40歳代女性。職場は、専門職5〜6人に事務職が1人加わるチーム構成になっています。
 私のチームの事務職の女性は、私と同年代で子どもも同じようにいますが、チームで1人だけ仕事内容が異なるのです。
 とにかく勝ち気な人で、私が話したことに、いちいち反論します。例えば「赤信号では止まらなければならない」と私が言ったとすると、「いや、青の時に進むものだ」と、きつい口調で私を否定します。同じことなのに、まるで私が間違ったかのような言い方。しかも、私が他の人に向かって話したことでも、割り込んできて否定します。まったく不愉快になります。
 彼女の態度は年々ひどくなっており、同僚もみな同じように嫌な思いをしているようです。こちらが言葉を発することがなければ、言い返されないので、最近は、必要なこと以外は話さないようにし、じっと我慢しています。
 こういったタイプの人とは、どのように付き合っていけばいいのでしょうか。「相手が間違っているかのような言い方ばかりしていると、嫌われますよ」と、一度はっきり言い返すべきでしょうか。

山田 昌弘 (大学教授)

私も研究討論の癖が抜けず、普段の会話でも反論から初めてしまうこともあり、反省することしきりです。「そうじゃなくて・・・・・」とか、「というよりも・・・・・」などと、こちらの話を否定した言い方で返されると確かに不愉快な気分になりますよね。

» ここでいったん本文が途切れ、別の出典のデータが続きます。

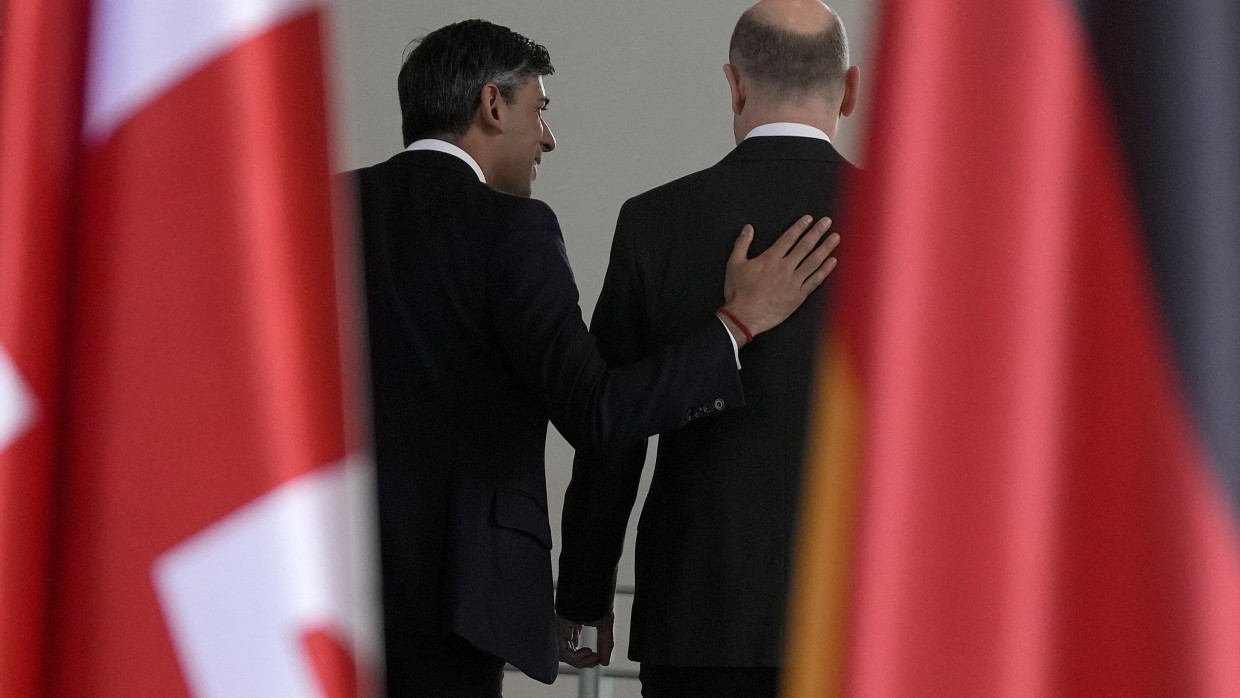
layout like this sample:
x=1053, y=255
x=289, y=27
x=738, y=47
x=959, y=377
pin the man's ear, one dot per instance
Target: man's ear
x=852, y=84
x=491, y=109
x=738, y=91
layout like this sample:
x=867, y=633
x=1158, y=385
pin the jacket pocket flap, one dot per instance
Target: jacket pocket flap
x=521, y=512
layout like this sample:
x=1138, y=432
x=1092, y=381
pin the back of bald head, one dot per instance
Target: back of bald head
x=791, y=50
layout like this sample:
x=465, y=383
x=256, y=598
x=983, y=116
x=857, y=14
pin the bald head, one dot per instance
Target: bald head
x=791, y=50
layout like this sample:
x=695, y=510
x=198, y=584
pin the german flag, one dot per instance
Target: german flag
x=1026, y=471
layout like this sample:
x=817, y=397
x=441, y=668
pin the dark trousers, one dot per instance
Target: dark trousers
x=440, y=666
x=661, y=681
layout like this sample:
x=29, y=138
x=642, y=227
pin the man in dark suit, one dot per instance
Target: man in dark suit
x=713, y=549
x=476, y=341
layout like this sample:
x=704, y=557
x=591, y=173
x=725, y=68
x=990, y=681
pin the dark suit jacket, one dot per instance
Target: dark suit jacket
x=714, y=541
x=476, y=341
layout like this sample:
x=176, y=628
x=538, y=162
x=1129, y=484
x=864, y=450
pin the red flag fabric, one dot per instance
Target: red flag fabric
x=1009, y=495
x=184, y=506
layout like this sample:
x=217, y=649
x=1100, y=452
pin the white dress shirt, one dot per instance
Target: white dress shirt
x=444, y=146
x=788, y=128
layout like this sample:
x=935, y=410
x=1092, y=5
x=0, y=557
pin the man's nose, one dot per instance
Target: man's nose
x=548, y=140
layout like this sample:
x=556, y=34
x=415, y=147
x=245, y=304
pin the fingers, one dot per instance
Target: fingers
x=580, y=658
x=790, y=236
x=819, y=277
x=740, y=248
x=606, y=642
x=809, y=239
x=811, y=263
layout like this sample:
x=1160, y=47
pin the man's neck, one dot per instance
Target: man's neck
x=810, y=115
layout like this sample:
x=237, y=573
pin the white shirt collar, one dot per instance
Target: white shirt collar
x=788, y=128
x=444, y=146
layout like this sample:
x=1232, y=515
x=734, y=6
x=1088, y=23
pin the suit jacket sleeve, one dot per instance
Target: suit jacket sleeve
x=604, y=486
x=538, y=324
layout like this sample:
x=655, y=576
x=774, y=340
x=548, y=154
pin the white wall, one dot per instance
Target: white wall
x=639, y=98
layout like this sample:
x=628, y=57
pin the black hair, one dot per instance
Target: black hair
x=442, y=77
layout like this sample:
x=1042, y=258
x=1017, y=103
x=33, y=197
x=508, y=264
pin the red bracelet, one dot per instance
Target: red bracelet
x=749, y=336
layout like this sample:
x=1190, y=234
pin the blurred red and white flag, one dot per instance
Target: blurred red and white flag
x=185, y=506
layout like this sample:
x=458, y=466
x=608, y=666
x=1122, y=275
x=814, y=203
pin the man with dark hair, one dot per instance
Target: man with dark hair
x=476, y=341
x=714, y=541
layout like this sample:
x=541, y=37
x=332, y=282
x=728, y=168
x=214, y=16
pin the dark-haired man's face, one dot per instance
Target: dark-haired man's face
x=526, y=138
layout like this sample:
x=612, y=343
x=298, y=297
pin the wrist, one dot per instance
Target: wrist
x=739, y=329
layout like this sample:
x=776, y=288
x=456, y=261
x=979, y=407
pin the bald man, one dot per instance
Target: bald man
x=714, y=542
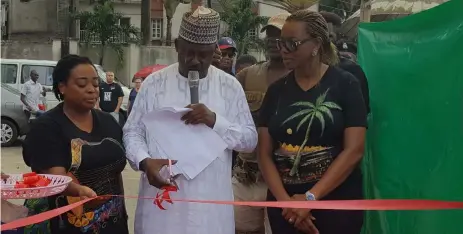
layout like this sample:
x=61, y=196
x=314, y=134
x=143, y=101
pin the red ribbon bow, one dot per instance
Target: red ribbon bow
x=164, y=195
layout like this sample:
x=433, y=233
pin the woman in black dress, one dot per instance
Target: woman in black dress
x=77, y=140
x=311, y=132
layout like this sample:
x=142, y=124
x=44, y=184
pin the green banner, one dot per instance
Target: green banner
x=415, y=137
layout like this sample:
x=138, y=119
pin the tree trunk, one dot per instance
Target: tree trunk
x=102, y=51
x=146, y=22
x=169, y=31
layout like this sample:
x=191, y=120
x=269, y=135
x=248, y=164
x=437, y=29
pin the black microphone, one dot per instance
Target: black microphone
x=193, y=82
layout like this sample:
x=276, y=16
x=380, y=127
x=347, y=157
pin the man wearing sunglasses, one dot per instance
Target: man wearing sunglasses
x=347, y=63
x=248, y=184
x=228, y=52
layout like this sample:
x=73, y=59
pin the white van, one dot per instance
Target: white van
x=14, y=72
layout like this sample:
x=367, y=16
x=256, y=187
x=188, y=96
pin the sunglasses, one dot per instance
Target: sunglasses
x=290, y=45
x=228, y=54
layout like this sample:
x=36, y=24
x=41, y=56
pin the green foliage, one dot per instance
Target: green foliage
x=292, y=5
x=343, y=8
x=102, y=27
x=241, y=18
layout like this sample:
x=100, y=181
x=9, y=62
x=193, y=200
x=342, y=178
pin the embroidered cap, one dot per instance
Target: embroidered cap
x=201, y=26
x=276, y=21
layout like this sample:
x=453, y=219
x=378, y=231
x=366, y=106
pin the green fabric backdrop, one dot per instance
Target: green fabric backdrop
x=415, y=137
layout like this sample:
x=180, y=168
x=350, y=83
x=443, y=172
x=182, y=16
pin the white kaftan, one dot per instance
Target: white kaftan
x=221, y=93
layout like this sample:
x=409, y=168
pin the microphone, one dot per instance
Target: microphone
x=193, y=82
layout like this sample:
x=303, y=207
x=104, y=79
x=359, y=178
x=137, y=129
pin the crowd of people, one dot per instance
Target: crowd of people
x=294, y=127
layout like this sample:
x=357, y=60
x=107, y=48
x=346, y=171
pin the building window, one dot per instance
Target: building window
x=156, y=27
x=124, y=21
x=253, y=33
x=45, y=74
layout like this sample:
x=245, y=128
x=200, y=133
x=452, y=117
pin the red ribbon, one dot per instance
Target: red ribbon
x=164, y=196
x=316, y=205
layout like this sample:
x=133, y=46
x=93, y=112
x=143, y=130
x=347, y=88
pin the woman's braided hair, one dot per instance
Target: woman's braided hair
x=63, y=70
x=317, y=27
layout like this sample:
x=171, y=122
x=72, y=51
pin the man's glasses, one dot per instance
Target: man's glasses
x=290, y=45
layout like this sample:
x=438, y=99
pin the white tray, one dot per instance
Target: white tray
x=58, y=185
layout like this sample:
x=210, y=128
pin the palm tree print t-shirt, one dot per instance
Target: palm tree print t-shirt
x=307, y=127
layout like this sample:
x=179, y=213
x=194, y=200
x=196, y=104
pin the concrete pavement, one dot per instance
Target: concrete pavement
x=12, y=163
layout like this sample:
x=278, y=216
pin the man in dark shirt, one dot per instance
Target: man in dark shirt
x=346, y=64
x=111, y=96
x=228, y=51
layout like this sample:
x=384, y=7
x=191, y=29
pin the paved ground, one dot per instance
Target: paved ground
x=12, y=162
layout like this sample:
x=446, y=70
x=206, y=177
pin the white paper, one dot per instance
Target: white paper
x=193, y=146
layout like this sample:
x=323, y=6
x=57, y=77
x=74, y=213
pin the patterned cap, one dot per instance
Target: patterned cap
x=201, y=26
x=276, y=21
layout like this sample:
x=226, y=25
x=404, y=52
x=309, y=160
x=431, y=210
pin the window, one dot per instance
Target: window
x=9, y=73
x=156, y=27
x=45, y=74
x=253, y=33
x=125, y=21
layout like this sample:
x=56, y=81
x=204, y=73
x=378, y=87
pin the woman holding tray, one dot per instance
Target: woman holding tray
x=312, y=132
x=77, y=140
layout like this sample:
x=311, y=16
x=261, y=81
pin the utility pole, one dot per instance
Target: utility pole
x=146, y=22
x=365, y=11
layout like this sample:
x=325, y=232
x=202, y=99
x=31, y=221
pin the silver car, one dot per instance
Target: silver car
x=14, y=121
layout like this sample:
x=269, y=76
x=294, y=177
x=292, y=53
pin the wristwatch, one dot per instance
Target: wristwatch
x=310, y=196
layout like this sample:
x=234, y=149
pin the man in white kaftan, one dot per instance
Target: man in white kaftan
x=220, y=93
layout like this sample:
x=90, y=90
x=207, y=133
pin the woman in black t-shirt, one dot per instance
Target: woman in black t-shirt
x=77, y=140
x=312, y=132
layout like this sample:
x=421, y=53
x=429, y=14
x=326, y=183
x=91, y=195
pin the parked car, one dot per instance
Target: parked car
x=14, y=122
x=15, y=72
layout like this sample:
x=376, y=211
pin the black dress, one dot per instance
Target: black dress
x=311, y=123
x=95, y=159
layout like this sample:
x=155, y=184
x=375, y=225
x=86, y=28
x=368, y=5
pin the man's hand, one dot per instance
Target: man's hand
x=217, y=57
x=151, y=167
x=301, y=218
x=199, y=114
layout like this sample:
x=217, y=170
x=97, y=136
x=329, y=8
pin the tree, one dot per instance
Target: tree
x=171, y=6
x=311, y=112
x=241, y=17
x=102, y=26
x=291, y=5
x=146, y=21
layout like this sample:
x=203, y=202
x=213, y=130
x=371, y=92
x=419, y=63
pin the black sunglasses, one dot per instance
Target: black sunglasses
x=290, y=45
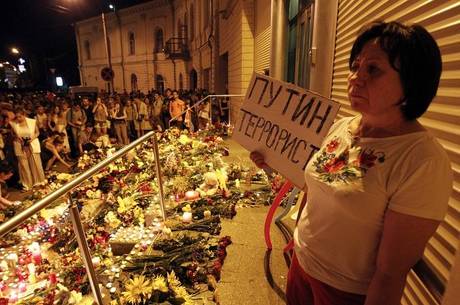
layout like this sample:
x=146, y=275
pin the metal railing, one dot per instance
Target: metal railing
x=197, y=104
x=18, y=219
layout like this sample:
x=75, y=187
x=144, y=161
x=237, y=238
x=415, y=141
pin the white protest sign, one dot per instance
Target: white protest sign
x=285, y=123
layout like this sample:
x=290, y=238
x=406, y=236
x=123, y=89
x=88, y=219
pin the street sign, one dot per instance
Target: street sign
x=107, y=74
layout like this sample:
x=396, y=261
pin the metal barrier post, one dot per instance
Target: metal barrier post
x=159, y=176
x=84, y=251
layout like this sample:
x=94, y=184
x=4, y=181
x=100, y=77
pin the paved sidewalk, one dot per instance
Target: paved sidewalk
x=243, y=277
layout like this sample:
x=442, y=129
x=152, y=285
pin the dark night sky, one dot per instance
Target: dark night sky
x=42, y=30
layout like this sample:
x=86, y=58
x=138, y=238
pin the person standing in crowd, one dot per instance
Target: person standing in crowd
x=156, y=112
x=129, y=108
x=58, y=122
x=141, y=114
x=88, y=109
x=6, y=172
x=176, y=109
x=42, y=122
x=101, y=114
x=76, y=119
x=165, y=111
x=146, y=125
x=188, y=118
x=27, y=150
x=52, y=147
x=203, y=115
x=379, y=182
x=118, y=115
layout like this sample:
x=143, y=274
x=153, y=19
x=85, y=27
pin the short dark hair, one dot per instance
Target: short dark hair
x=5, y=167
x=414, y=53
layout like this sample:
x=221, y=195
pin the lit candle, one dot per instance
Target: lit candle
x=187, y=217
x=207, y=214
x=192, y=195
x=52, y=278
x=96, y=261
x=36, y=253
x=22, y=287
x=13, y=297
x=32, y=277
x=12, y=260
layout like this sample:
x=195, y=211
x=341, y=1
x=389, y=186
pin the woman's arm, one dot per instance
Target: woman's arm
x=4, y=202
x=56, y=155
x=403, y=241
x=95, y=108
x=36, y=133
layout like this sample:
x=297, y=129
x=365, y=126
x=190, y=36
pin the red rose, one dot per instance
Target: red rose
x=334, y=165
x=331, y=146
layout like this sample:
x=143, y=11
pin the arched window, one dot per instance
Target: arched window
x=160, y=83
x=181, y=81
x=179, y=28
x=206, y=10
x=185, y=26
x=132, y=43
x=192, y=22
x=159, y=41
x=87, y=49
x=133, y=82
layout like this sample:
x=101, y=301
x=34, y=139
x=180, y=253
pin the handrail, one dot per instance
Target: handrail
x=202, y=100
x=50, y=198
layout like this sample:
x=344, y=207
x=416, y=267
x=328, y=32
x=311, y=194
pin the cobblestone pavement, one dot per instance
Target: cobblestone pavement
x=243, y=277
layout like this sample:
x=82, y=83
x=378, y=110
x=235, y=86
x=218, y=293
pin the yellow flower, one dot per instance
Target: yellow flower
x=172, y=280
x=125, y=204
x=112, y=220
x=137, y=290
x=159, y=283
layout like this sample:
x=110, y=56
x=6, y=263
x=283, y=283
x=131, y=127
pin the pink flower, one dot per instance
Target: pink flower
x=367, y=159
x=334, y=165
x=331, y=146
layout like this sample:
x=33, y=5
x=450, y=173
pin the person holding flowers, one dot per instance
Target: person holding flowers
x=378, y=187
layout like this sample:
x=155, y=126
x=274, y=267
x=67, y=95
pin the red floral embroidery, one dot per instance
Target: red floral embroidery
x=331, y=146
x=334, y=165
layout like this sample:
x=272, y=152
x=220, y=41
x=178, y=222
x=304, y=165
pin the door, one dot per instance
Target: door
x=303, y=48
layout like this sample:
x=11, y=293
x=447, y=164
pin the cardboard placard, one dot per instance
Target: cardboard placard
x=285, y=123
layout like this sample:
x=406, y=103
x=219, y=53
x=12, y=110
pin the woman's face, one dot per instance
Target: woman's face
x=374, y=87
x=20, y=117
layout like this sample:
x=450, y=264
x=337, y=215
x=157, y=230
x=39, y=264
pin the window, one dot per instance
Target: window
x=206, y=13
x=132, y=43
x=87, y=49
x=160, y=83
x=133, y=82
x=159, y=41
x=181, y=81
x=184, y=27
x=192, y=22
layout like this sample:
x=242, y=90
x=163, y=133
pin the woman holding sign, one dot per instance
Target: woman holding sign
x=378, y=187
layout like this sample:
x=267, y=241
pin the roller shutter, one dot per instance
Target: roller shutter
x=262, y=50
x=442, y=19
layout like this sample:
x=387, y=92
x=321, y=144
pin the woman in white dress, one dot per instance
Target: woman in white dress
x=27, y=150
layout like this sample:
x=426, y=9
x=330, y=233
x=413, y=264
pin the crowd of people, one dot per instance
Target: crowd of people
x=38, y=130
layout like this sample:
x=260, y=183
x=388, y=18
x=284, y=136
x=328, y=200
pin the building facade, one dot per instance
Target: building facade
x=217, y=44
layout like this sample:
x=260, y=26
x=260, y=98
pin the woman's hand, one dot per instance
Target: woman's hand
x=258, y=159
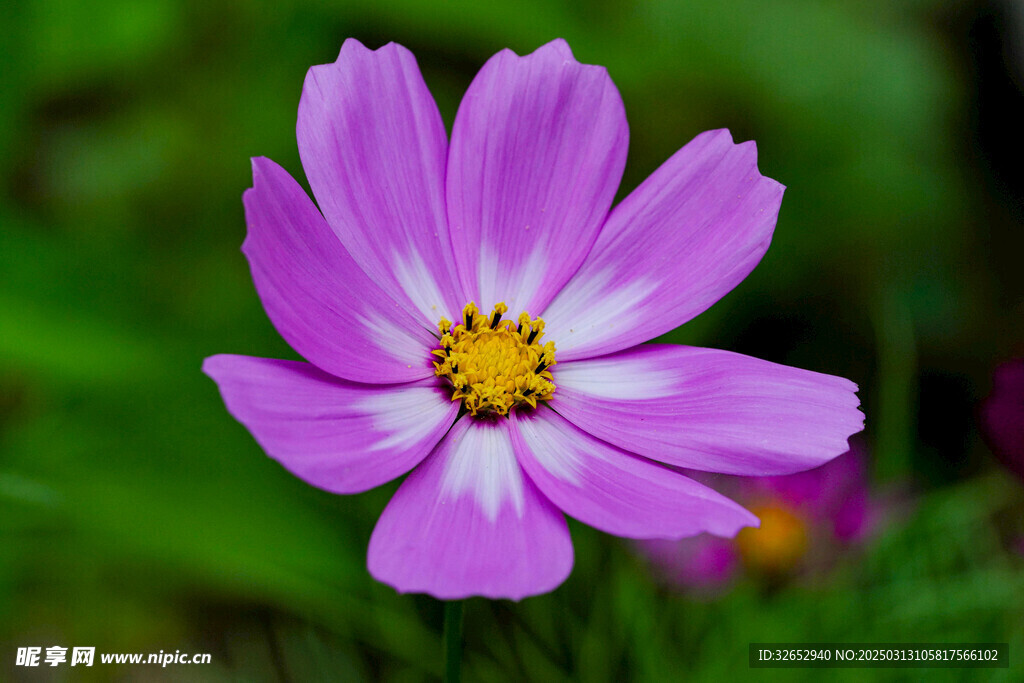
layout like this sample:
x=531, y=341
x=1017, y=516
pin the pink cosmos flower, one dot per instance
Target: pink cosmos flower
x=1001, y=416
x=807, y=520
x=512, y=214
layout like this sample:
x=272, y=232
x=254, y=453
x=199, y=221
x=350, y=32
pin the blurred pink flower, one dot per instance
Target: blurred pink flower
x=1003, y=416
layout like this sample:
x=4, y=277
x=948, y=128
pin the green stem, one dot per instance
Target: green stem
x=453, y=641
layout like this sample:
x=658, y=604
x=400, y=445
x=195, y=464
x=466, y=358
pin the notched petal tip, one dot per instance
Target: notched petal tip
x=560, y=47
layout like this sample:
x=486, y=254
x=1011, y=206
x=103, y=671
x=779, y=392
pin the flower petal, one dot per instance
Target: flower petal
x=315, y=295
x=468, y=521
x=614, y=491
x=687, y=236
x=374, y=147
x=710, y=410
x=334, y=434
x=538, y=150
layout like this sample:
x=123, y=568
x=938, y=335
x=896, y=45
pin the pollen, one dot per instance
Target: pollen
x=494, y=365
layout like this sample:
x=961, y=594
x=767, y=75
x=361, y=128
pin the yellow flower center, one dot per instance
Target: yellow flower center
x=494, y=365
x=778, y=545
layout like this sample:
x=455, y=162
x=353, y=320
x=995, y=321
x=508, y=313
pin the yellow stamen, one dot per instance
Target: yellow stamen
x=778, y=545
x=494, y=365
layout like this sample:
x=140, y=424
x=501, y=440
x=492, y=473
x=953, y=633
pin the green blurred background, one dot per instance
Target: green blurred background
x=135, y=515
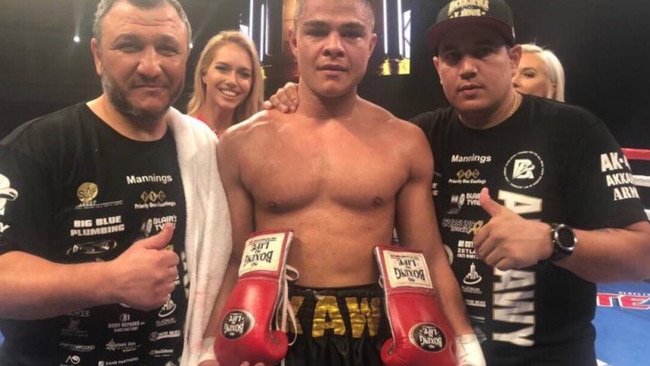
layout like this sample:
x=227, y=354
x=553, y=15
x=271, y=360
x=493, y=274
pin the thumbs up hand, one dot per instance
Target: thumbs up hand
x=508, y=241
x=145, y=274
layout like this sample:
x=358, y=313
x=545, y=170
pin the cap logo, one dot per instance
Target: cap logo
x=468, y=8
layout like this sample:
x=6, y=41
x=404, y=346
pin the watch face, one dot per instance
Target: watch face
x=565, y=237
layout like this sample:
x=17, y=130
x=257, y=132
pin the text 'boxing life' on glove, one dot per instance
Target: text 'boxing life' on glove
x=421, y=333
x=249, y=329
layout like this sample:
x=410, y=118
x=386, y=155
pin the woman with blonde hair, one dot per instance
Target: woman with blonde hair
x=540, y=73
x=228, y=82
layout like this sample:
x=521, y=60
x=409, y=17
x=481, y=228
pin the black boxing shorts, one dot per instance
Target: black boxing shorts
x=337, y=326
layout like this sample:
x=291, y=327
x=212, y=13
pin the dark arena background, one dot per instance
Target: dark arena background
x=46, y=64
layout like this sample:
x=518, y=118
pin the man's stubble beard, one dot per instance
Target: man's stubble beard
x=118, y=98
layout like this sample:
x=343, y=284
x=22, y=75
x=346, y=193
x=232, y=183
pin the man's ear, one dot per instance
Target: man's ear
x=293, y=42
x=373, y=43
x=514, y=53
x=97, y=56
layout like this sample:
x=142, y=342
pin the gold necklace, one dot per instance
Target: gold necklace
x=515, y=105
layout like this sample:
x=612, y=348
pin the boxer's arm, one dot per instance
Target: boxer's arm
x=240, y=207
x=417, y=228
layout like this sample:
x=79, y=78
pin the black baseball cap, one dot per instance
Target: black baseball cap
x=495, y=14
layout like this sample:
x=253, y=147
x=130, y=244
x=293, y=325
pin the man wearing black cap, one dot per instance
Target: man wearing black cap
x=527, y=276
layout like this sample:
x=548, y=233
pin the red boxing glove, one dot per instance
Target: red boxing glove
x=248, y=332
x=421, y=333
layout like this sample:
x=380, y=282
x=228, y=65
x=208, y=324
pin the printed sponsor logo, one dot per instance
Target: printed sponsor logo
x=457, y=201
x=524, y=169
x=155, y=336
x=467, y=176
x=475, y=303
x=472, y=277
x=163, y=352
x=123, y=347
x=98, y=226
x=77, y=347
x=93, y=248
x=236, y=324
x=618, y=177
x=428, y=337
x=125, y=326
x=462, y=226
x=153, y=178
x=153, y=199
x=481, y=159
x=73, y=360
x=87, y=192
x=465, y=249
x=165, y=322
x=120, y=362
x=625, y=300
x=167, y=309
x=6, y=193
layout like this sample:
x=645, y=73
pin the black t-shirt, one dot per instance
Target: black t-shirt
x=551, y=162
x=80, y=192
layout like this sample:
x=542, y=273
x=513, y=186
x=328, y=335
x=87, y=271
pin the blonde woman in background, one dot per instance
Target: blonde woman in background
x=540, y=73
x=228, y=83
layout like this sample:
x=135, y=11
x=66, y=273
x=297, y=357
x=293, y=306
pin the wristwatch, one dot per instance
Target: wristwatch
x=564, y=241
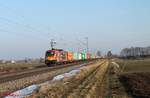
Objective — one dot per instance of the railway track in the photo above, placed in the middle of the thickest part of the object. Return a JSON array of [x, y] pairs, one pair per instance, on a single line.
[[19, 75]]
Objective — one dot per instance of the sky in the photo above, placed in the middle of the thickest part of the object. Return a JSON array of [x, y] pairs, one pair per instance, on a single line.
[[27, 26]]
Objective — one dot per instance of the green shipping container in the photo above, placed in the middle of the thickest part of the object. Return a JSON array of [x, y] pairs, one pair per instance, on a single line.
[[83, 56]]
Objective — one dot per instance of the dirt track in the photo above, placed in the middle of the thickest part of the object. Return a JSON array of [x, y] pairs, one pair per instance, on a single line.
[[137, 84]]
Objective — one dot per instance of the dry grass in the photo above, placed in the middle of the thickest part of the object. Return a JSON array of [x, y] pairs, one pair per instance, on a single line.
[[84, 85], [24, 82], [8, 67], [135, 65]]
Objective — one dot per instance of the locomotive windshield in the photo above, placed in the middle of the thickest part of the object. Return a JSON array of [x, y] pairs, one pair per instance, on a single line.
[[50, 54]]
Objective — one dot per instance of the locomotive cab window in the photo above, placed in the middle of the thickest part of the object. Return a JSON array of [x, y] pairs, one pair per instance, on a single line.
[[50, 54]]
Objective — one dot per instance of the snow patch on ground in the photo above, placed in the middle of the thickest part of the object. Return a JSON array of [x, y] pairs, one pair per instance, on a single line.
[[23, 92]]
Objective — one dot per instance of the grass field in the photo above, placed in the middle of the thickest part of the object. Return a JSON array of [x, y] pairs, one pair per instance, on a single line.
[[9, 67], [134, 65], [135, 77]]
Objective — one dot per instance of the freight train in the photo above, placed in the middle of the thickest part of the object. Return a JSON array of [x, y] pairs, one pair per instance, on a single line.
[[59, 56]]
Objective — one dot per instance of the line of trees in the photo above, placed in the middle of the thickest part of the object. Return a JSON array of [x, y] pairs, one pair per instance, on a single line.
[[135, 52]]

 だからといって、同僚の方の話し方の癖は、なかなか変わるとは思えません。反論口調もその人の自己主張のひとつかもしれません。周りに負けないと思って、プライドを保つために反論口調になっているのかもしれません。
 仕事に支障がなければ、これまでのように最低限の会話だけしていればよいのではないでしょうか。それが大人の対応だと思います。世の中にいろいろな人がいます。その中で心乱れないように、自分をどうコントロールしていくかが、現代社会に生きる私たちの課題だと思います。